Перейти к основному содержанию

Хороша жизнь в коммуне! Интересная работа, учёба на рабфаке, спорт, вечерняя занятость в кружках, общественные и комсомольские дела, музыка, театр. Кипучее окружение товарищей.

И всё же меня не покидало угрызение совести, вины перед отцом. Прошло около пяти лет разлуки, и я стал вспоминать. После распада семьи, мы недолго оставались в пустой и большой квартире. Отец тосковал, не находя себе места, надеясь, что всё образуется и мать вернётся. Но этого не случилось. Я узнал, что у бабушки простудили меньшого брата, двухлетнего Андрюшу, что он заболел бронхитом. Перебрались мы тогда на другую квартиру на Холодной Горе. Устроились у молодых хозяев. Нам выделили отдельную комнату. Летом ходили за город на реку Уды – ловить рыбу и там как-то отвлекались от общего горя. Здесь же, на Холодной Горе, отец устроился на работу у частника Жеваго. Ощупью насекал крупные напильники и зарабатывал на прожитие. Вечерами он любил слушать моё чтение. Книги давали хозяева из своей библиотеки, особенно увлекал Генрих Сенкевич. Иногда слушали скрипку Ивана Адамовича – хозяина дома. И так шло время.

[184]

Настал день, когда нам предложили перебраться в другое место. К хозяевам вселялись родственники.

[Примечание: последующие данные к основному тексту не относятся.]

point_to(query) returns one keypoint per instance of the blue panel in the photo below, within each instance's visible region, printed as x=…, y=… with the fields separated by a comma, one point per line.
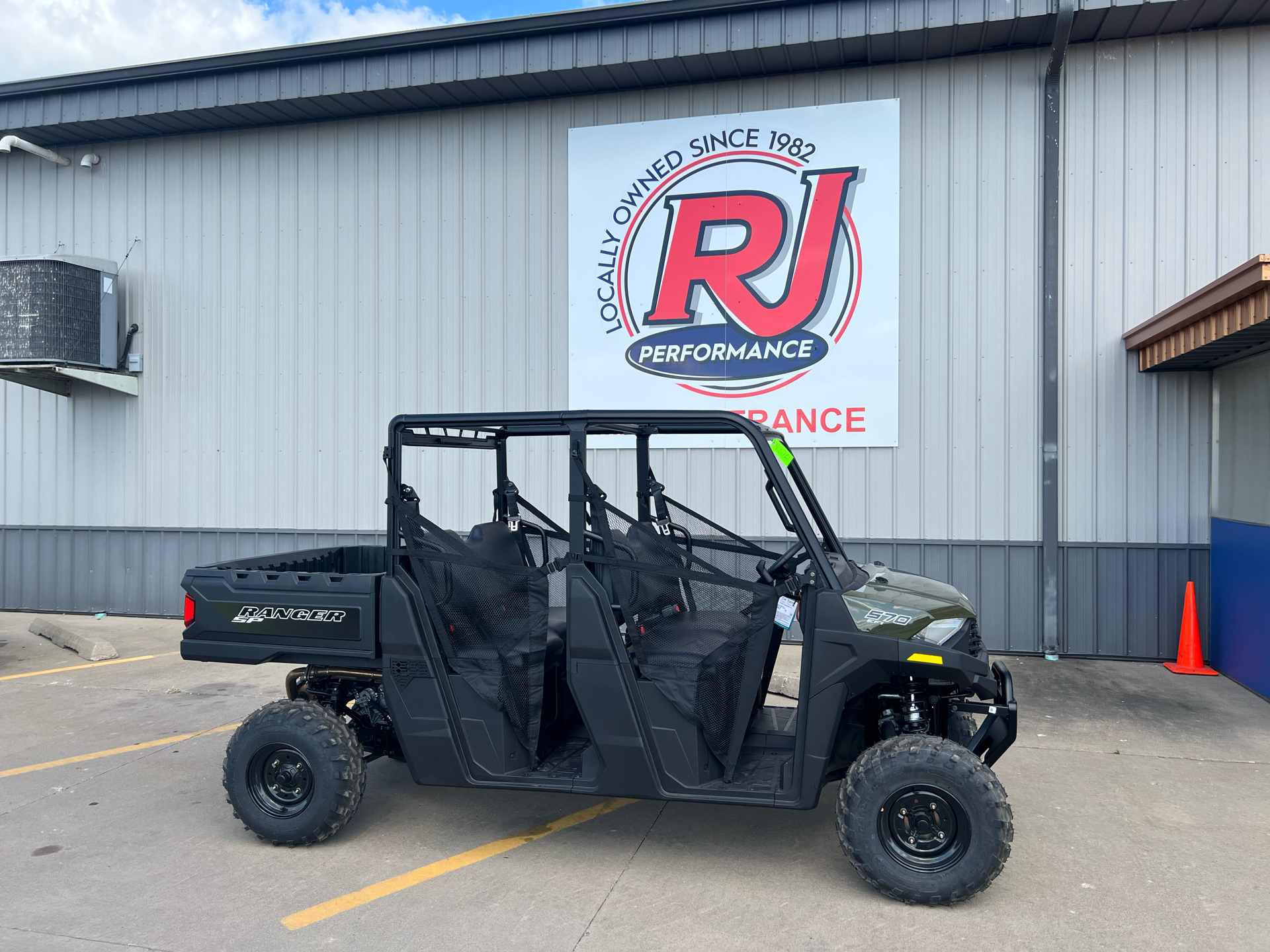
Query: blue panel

После долгих поисков отец нашёл жильё в селе Большая Даниловка, под Харьковом. Это была хатка под соломенной крышей. Хозяйка Горпина Фёдоровна ещё молодая женщина, рано овдовела и осталась с тремя дочерями. Жили бедно. Выращивали для себя картофель и овощи. Горпина Фёдоровна ходила на заработки к соседям Суворовым. Когда-то у них была паровая мельница, большой дом, во дворе сад и цветники, ухоженные дорожки. Мельницу отобрали, а дом оставили. Горпина Фёдоровна управлялась за гроши у них на хозяйстве, у других брала на дом стирку, и семья кое-как существовала.

Нас встретили приветливо. Девочки почему-то назвали меня панычем и относились с деревенским почтением. Вскоре к нам переехала мать отца – моя бабушка, маленькая, худенькая старушка. Дедушка умер в больнице, и она осталась совсем одна. Звали её Текля Матеушевна. Здесь её перекрестили в Фёклу Матвеевну и этим обидели её шляхетский гонор. Вместе с гонором в семью вошёл новый иждивенец на отцовские плечи. Говорила она плохо, по-польски и по-русски. Раздражала отца диалектом. Иногда он выговаривал ей на чистом польском языке, напоминая, как нужно говорить, чтобы не испортить мою русскую речь.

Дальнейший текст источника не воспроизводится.